As the large crowd navigated through the streets, many sang old spirituals. “This Little Light of Mine” and “We Shall Overcome” were frequent choices. Marchers also chanted sayings, such as “Not one more!” “Hands up! Don’t shoot!” and “Fight back!”

Also at the rally was 76-year-old veteran marcher Pat Piety, who lives in the south part of St. Louis. She said she has been to many demonstrations over the years.

“I’ve just worked for civil rights my whole life,” Piety said. “My husband was a civil rights reporter in East St. Louis in the 60s and we were in a lot of rallies there. And, I’ve seen a lot of progress since that time, but also a lot of regression.”

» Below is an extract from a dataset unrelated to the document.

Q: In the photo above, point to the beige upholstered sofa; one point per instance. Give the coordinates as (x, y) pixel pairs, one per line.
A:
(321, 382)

Piety, a white woman, said marched Saturday to show her support of people moving for justice. As one representative of the majority among oppressed minorities, she said she wants to prove that stereotypes don’t work either way — towards the minority or majority.

“I think a lot of white people still don’t understand that this could happen to them,” she said.

Piety said many of her friends are of other races. And that one, an African-American FBI worker, gave her the sweatshirt she wore at the march, which read “FBI Academy.”

She said she gets a lot of weird looks for the shirt, but wears it as a personal reminder that not everyone is the stereotype that society places on them. Her friend at the FBI is not a bad cop, she said, in the same way that not every young African-American male is a criminal.

As the crowd gathered in Kiener Park, after marching passed the downtown courthouse, singing, chanting and dancing began. Epstein was helped through the back of the crowd on the arm of a friend and she wore a smile as she gazed at the crowd.

Escamlla said she was amazed so many different groups of people were represented at the gathering. Present were members of various churches, nurses, artists and many nonprofit workers focused on community awareness and racial justice.

Black, white, and all colors in between were present Saturday, Escamilla said.

“This is the most unity I’ve ever seen,” she said. “It’s a lot to take in.”

The St. Louis Police Department, the Missouri State police force and the St. Louis County Sheriff’s Department each declined to comment on the gathering and recent incidents, but all actively patrolled Saturday’s march.

On Sunday, members of the gathering will meet at Epiphany United Church of Christ for Hands-Up Sabbath, a time of worship and reflection specifically focused on Brown’s death and a long-term plan for appropriate Christian response, according to FergusonOctober.com.